Em meio ao caos sanitário, político e econômico que temos vivido, na tentativa de não naturalizar a barbárie, com o cuidado de não entregar e se entregar. 

Nesses primeiros dias de março, em que o Brasil bate dia após dia recordes de mortos pela COVID-19, e se aproxima de 300 mil mortos pelo vírus, mas essa infelizmente não é a única pandemia que temos vivido.

Já são milhões de pessoas sem trabalho, sem renda, sem teto, sem comida e infelizmente, cada vez mais muitos sem esperança.

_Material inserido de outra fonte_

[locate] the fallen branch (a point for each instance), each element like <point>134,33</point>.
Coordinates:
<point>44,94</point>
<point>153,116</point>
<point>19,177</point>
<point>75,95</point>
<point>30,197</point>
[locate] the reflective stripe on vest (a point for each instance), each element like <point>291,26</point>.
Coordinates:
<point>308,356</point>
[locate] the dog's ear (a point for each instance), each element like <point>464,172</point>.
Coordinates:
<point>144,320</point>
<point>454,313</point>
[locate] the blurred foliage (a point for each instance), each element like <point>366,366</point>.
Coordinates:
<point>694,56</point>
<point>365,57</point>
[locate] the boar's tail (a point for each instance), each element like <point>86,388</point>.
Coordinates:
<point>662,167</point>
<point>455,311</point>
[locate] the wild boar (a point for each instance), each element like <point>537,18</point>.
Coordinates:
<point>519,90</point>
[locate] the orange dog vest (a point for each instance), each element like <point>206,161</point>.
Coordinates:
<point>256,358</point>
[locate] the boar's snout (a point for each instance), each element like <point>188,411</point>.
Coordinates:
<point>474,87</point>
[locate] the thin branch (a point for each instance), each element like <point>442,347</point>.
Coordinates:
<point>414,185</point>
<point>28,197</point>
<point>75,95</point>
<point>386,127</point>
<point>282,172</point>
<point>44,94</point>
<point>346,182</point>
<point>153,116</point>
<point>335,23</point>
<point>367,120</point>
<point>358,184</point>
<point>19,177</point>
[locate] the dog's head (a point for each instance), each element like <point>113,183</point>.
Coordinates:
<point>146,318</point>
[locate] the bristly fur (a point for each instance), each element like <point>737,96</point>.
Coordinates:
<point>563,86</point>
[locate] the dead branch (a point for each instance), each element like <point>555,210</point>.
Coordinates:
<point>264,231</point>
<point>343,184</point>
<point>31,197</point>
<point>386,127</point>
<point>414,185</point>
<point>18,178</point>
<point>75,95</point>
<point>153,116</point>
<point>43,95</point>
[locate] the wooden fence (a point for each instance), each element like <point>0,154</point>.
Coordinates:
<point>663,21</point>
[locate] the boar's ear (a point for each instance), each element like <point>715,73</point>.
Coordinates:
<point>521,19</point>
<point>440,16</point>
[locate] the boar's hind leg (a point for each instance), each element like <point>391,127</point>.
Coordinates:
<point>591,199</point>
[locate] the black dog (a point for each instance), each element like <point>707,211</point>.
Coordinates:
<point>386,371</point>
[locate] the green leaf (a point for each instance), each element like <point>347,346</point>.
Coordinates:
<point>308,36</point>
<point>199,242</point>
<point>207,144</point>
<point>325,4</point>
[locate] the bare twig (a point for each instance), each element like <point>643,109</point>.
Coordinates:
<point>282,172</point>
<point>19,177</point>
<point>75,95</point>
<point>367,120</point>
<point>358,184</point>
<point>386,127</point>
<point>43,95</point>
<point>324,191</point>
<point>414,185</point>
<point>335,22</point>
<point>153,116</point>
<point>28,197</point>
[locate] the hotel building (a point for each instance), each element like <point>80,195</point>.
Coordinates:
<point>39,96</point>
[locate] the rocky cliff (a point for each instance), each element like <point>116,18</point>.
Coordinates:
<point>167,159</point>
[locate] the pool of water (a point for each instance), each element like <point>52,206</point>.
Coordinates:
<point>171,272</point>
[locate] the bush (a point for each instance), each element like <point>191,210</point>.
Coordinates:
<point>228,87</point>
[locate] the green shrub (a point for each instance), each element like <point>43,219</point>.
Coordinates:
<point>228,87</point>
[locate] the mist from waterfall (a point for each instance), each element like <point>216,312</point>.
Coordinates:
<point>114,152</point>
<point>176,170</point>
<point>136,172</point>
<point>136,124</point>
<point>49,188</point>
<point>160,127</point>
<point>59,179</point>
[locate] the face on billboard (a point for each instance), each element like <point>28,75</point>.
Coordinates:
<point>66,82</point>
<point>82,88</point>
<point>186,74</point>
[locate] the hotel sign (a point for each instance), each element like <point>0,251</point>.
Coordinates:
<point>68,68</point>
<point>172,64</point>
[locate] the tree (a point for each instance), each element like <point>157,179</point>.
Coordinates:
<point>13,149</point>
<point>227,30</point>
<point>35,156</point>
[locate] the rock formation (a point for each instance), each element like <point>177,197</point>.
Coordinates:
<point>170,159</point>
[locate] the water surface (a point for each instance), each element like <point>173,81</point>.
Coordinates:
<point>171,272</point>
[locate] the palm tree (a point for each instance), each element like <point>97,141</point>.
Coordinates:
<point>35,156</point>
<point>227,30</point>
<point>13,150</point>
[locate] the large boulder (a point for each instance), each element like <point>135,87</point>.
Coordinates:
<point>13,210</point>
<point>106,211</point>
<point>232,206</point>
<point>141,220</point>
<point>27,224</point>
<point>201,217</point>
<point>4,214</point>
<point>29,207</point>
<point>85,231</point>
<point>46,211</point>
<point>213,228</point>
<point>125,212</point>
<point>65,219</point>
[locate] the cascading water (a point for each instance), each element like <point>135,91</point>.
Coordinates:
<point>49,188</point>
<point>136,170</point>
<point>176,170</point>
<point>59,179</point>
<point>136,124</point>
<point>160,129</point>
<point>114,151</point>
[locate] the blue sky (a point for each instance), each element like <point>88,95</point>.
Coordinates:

Me vem à memória um outro março. Há 16 anos, também nos primeiros dias do mês, a busca por uma vida melhor começou a transformar o pequeno município de Centenário do Sul, norte do Paraná. Centenas de famílias ocupam a Fazenda Quem Sabe, palco das lutas pela terra desde os anos 1950. Era a chegada de uma nobre companheira, a Esperança, da família do "Esperançar" de Paulo Freire, que faz movimentar outras tantas páginas da nossa história.

Era a chegada do MST à região, continuando as décadas de lutas pela terra e contra o monocultivo da cana na região. Voltamos a respirar o sonho da luta e do direito do acesso à terra, e junto das sucessivas ocupações que aconteceram nos anos seguintes, vimos prosperar o desenvolvimento econômico, social e cultural.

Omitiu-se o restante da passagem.